Informed consent
(These are actual questions asked by physicians at risk management seminars. The answers are general guidelines only and are not intended to be a comprehensive treatment of very complex subjects.)

"Is it all right to have a nurse or assistant get the informed consent form signed, or does the doctor have to do it personally?"

Answer:
The doctor must obtain informed consent. It is the physician's responsibility to inform the patient of the risks, benefits, and alternatives of the proposed treatment or procedure, and guide the patient through the decision-making process. Once that has been done, the task of actually obtaining a signature on a form can be delegated. Remember: informed consent is a process, not a signature.

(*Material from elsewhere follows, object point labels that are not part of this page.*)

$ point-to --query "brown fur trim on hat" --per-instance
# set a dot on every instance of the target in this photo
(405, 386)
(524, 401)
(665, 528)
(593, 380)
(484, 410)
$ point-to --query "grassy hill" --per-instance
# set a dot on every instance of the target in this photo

"Is it illegal to have a patient sign a consent for treatment form after services are rendered?"

Answer:
It would depend on your state's law, but from a risk management standpoint, you should be more concerned about a release of liability and making sure the situation doesn't arise in the first place. The concept of consent is proactive. A person can only consent to something before it happens. After it happens, the person can perhaps sign a release of liability, but cannot consent to it retroactively. We suggest you check with a health law attorney in your state, and set up a system of checks and balances to make sure the situation is prevented in the first place.

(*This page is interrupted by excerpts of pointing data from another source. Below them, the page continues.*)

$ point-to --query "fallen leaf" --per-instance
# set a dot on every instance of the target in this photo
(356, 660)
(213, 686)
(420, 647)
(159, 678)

"I know you need informed consent for hospital procedures, but does the same hold true for procedures done in the office? The patient even requested the procedure; does that make any difference?"

Answer:
Laws regarding informed consent vary from state to state. Some states require that you always obtain consent for specific procedures. From a risk management standpoint, you should make sure you explain to the patient the risks associated with your treatment or procedure. Some physicians use a special form developed for "office procedures;" others simply document the conversation in the medical record. The point is to make sure the patient understands what could happen and consents with that knowledge; and that you have documented that fact.